In a significant setback for Boeing's space programme, NASA has confirmed that the company's Starliner capsule will not carry astronauts on its next journey to the International Space Station.

The decision, announced on Monday 24th November 2025, means the upcoming flight will be an uncrewed cargo mission. This trial run is designed to prove the spacecraft's safety following a litany of problems that plagued its first and only crewed mission.

From Crew to Cargo: A Safety-Driven Decision

The announcement comes eight months after NASA test pilots Butch Wilmore and Suni Williams returned to Earth. Their 2024 mission was intended to be a routine flight, but it turned into a prolonged ordeal.

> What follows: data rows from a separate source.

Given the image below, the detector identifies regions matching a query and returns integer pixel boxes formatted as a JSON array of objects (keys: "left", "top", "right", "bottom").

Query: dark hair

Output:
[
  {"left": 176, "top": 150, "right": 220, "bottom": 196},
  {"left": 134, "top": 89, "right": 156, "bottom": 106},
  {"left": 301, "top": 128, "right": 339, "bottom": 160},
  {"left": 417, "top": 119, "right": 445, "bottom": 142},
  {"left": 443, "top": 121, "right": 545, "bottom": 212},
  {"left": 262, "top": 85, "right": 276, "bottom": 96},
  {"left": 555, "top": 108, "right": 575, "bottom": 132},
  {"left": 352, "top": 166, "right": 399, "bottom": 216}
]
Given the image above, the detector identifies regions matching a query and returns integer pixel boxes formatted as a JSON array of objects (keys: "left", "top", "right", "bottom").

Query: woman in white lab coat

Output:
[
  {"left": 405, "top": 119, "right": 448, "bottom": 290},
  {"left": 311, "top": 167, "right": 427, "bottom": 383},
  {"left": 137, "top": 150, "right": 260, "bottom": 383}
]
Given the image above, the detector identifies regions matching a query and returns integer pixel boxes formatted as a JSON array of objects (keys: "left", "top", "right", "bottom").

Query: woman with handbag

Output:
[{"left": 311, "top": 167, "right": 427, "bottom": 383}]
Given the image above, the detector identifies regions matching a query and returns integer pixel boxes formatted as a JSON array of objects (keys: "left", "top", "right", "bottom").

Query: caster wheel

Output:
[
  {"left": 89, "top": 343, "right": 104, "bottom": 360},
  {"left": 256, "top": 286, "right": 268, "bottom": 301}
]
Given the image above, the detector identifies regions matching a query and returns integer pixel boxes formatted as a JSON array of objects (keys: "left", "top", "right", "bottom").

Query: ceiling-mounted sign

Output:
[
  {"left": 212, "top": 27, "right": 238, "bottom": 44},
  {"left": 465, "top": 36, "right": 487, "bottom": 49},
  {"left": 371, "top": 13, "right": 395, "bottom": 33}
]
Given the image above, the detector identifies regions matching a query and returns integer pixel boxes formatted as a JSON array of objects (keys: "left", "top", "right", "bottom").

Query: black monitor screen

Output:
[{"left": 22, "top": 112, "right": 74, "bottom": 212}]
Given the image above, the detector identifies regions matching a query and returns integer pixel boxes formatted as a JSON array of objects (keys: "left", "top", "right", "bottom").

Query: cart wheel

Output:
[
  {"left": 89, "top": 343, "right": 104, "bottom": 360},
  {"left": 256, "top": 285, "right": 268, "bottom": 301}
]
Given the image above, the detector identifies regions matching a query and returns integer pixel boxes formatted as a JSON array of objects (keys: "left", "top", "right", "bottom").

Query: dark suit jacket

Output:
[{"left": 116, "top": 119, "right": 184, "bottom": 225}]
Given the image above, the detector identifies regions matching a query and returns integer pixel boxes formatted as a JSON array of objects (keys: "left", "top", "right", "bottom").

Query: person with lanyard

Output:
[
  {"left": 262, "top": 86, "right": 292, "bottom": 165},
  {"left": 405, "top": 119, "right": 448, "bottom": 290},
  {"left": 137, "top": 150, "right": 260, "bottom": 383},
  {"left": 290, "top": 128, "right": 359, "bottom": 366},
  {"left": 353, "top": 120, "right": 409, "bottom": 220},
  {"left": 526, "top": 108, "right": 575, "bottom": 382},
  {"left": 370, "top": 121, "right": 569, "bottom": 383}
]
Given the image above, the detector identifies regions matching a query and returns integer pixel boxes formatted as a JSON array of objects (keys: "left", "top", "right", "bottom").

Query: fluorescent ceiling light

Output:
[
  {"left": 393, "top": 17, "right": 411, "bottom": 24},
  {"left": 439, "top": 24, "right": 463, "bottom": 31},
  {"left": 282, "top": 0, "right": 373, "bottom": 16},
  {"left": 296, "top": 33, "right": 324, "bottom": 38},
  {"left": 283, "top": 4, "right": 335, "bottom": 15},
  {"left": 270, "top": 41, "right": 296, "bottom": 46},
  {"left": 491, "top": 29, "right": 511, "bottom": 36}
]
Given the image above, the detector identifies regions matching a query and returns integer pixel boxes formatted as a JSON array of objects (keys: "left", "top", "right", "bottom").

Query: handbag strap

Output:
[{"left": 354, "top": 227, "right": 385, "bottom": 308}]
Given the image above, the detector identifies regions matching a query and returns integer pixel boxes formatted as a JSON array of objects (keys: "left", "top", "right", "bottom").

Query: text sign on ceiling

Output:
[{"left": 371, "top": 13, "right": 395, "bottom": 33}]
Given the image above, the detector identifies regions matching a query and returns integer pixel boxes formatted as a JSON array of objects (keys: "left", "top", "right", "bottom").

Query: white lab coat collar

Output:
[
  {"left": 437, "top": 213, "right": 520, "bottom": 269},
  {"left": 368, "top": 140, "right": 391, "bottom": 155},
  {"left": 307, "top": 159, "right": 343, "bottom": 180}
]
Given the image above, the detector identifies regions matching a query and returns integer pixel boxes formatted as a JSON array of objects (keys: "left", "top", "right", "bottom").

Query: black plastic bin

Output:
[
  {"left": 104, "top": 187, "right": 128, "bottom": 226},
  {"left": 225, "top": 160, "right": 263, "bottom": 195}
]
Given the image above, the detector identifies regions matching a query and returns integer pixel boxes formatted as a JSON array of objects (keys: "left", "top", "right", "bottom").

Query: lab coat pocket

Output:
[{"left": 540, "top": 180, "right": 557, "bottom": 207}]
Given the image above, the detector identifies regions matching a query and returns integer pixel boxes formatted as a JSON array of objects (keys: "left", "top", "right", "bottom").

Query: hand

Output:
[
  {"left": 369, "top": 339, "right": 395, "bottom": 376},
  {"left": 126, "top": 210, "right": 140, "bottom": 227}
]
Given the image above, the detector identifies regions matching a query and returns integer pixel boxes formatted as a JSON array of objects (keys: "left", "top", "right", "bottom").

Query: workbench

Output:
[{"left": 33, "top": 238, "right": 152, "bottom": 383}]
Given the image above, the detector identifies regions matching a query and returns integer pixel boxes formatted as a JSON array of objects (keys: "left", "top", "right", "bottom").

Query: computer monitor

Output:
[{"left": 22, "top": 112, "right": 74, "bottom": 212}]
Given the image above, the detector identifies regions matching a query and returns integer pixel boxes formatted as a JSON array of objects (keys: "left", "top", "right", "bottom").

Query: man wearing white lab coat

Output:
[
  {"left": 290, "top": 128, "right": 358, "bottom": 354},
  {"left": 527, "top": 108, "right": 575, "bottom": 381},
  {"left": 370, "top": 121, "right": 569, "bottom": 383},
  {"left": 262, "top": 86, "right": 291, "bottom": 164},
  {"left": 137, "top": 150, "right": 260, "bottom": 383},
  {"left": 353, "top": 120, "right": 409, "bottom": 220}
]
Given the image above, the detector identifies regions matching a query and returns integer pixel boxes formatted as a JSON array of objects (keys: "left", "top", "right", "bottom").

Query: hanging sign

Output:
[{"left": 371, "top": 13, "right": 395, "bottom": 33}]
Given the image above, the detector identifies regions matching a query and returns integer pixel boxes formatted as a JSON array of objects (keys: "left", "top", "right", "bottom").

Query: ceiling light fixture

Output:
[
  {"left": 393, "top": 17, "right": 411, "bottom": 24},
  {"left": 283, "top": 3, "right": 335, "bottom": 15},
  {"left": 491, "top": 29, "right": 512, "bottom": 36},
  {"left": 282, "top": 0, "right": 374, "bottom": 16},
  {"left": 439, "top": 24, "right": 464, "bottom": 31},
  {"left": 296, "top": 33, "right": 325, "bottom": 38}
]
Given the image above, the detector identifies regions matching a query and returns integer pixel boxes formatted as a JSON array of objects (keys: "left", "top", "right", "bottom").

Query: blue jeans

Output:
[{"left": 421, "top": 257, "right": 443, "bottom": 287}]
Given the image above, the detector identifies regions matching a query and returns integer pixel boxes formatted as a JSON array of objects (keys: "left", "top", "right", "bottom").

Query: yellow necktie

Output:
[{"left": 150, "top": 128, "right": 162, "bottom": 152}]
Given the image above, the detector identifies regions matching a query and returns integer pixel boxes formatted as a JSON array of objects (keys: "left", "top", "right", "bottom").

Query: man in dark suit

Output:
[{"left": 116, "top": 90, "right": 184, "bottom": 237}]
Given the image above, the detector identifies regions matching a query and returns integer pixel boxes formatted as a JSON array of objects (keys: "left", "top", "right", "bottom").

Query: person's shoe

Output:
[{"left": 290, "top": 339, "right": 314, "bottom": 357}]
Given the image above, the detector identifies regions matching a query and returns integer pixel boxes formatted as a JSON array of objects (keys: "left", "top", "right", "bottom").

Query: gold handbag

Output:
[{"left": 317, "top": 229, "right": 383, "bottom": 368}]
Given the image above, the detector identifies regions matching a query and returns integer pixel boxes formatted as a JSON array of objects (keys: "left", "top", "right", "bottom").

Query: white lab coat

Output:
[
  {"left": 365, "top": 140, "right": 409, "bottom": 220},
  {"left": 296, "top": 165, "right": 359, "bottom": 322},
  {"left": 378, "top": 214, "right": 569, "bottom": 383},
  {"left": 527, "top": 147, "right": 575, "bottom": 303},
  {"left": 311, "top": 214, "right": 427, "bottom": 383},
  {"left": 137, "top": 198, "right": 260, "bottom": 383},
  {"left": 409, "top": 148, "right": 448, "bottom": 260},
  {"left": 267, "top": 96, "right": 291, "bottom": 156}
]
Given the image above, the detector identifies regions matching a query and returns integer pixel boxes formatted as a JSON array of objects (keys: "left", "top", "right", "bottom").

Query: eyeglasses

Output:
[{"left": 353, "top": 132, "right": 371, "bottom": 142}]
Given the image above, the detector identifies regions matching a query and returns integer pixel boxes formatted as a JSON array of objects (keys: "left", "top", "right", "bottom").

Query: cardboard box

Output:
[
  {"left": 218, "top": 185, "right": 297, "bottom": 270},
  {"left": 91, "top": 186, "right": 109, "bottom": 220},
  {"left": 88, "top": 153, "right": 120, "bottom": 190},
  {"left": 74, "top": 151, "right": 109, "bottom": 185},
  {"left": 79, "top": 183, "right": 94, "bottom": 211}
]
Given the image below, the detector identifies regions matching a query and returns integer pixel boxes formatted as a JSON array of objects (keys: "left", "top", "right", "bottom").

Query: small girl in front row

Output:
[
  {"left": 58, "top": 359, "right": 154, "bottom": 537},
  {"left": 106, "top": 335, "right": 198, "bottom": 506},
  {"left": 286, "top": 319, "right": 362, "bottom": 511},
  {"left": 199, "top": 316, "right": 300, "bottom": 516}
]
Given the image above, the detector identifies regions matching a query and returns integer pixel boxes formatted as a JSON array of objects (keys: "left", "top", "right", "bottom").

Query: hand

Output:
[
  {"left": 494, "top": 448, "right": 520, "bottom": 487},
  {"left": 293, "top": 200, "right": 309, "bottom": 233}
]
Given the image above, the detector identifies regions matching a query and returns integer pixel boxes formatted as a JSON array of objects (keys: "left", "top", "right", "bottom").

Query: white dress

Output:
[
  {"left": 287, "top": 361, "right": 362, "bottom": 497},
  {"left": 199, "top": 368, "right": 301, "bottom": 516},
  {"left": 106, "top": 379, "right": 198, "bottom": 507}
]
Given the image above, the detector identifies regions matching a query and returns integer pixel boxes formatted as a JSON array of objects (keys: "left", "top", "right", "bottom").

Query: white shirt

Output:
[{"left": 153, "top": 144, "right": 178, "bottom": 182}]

Although Wilmore and Williams successfully docked the Starliner capsule with the International Space Station, the vehicle experienced so many technical issues that NASA ordered it to return to Earth empty. This left the two astronauts stranded aboard the station for more than nine months before they eventually returned aboard a SpaceX capsule.

Since that troubled flight, engineers from both Boeing and NASA have been meticulously analysing the root causes of the failures, with a particular focus on the spacecraft's thruster systems.

A Reduced Future for the Starliner Programme

The repercussions of these technical woes extend beyond the immediate next flight. NASA is also substantially scaling back its plans for the Starliner spacecraft.

The space agency is slashing the total number of planned Starliner flights from six to just four. If the crucial cargo demonstration mission, scheduled for no earlier than April, is successful, the remaining three flights will be dedicated to crew exchanges.

This condensed schedule puts pressure on the programme to demonstrate reliability before the International Space Station is decommissioned in 2030. This decision underscores the heightened scrutiny and caution now surrounding the Starliner project as it works to regain NASA's full confidence.